VentFree: A Novel Abdominal Stimulator to Assist With Ventilator Weaning

NCT ID: NCT02224352

Last Updated: 2021-08-17

Basic Information

• Recruitment Status: UNKNOWN
• Clinical Phase: NA
• Total Enrollment: 54 participants
• Study Classification: INTERVENTIONAL
• Study Start Date: 2014-07-31
• Study Completion Date: 2022-03-31

Brief Summary

Background: Over one million patients in the US are estimated to undergo mechanical ventilation every year, and approximately 300,000 of them fail attempts at weaning. The morbidity and mortality of these patients is greater than in patients who are successfully weaned. It follows that treatments aimed at reducing the duration of mechanical ventilation have the potential to benefit society both in terms of human suffering and cost.

Patients who fail attempts at weaning assist their inspiratory muscles during inhalation by recruiting their expiratory muscles during exhalation. Unfortunately, this recruitment occurs relatively late during a weaning trial. The knowledge that (a) expiratory muscle recruitment can assist inspiration, (b) the recruitment of the expiratory muscles is delayed during weaning, and (c) that the respiratory muscles in patients requiring mechanical ventilation are in a catabolic state raises the possibility that strategies designed to produce an early recruitment, and improve the strength, of the expiratory muscles could improve weaning outcomes in difficult to wean patients.

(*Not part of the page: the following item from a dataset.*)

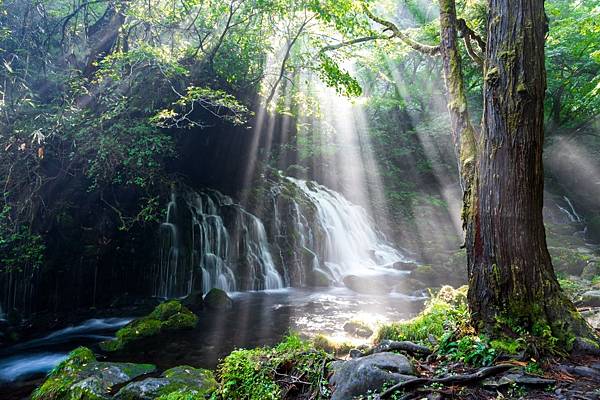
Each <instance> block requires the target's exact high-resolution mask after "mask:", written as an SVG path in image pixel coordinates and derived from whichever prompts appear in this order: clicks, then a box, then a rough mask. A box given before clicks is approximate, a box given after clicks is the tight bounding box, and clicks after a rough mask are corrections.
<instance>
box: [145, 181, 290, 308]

The current investigation, which will be conducted in healthy subjects and in ambulatory patients with chronic obstructive pulmonary disease (COPD) at Edward Hines Jr. VAH (Aims 1 and 2), and in patients who are difficult to wean from mechanical ventilation at RML Specialty Hospital, Hinsdale, IL (Aim 3), has been designed to develop and assess a novel triggering algorithm (VentFree), that controls the delivery of non-invasive neuro muscular electrical stimulation (NMES) to the abdominal-wall muscles during exhalation, and to study the physiological (respiratory) responses to such stimulation in assisting respiration in healthy subjects, in ambulatory patients with COPD and in patients requiring pronged mechanical ventilation.

Conditions

COPD; Weaning Failure

Study Design

• Allocation Method: NA
• Intervention Model: SINGLE_GROUP
• Primary Study Purpose: OTHER
• Blinding Strategy: NONE

Study Groups

Single-Arm Study

Functional neuromuscular electrical stimulation of abdominal-wall muscles triggered by an airway pressure signal

Group Type: EXPERIMENTAL

Functional neuromuscular electrical stimulation

Intervention Type: DEVICE

Interventions

Functional neuromuscular electrical stimulation

Intervention Type: DEVICE

Eligibility Criteria

Inclusion Criteria

• Age ≥ 18 years
• No history of acute or chronic respiratory disease, cardiac or neuromuscular disease.

• Age ≥ 18 years
• Chronic airway obstruction defined as forced expiratory volume in one second (FEV1) of 70% predicted or less, ratio of forced expiratory volume in one second to forced vital capacity (FEV1/FVC) of 0.7 or less
• Stable clinical condition without an exacerbation during the preceding four weeks

• Age ≥ 18 years
• History of neuromuscular disease
• Body mass index > 35 kg/m2
• Patients who have received mechanical ventilation for at least 14 days and the primary physician judges the patient is ready to start weaning
• Able to breathe spontaneously for more than 5 minutes and less than 12 hours
• Clinically stable: oxygen saturation > 90% with a fractional inspired oxygen ≤ 0.40, external PEEP ≤ 5 cm H2O, temperature ranging from 35.5 to 38.5Co, no intravenous administration of vasoactive agents.

Exclusion Criteria

• Subjects with implanted electronic devices - such as cardiac pacemakers, defibrillators and intrathecal pumps - will be excluded because NMES could cause malfunction of those devices.
• Only subjects with intact abdominal-wall skin will be enrolled because NMES can cause discomfort when applied over skin that is irritated or on open wounds.
• Pregnancy will be a contraindication to participate in the study because it is unknown whether the application of NMES to the abdominal or lumbar area during pregnancy may produce adverse effects.
• Unable to comprehend and interact in English.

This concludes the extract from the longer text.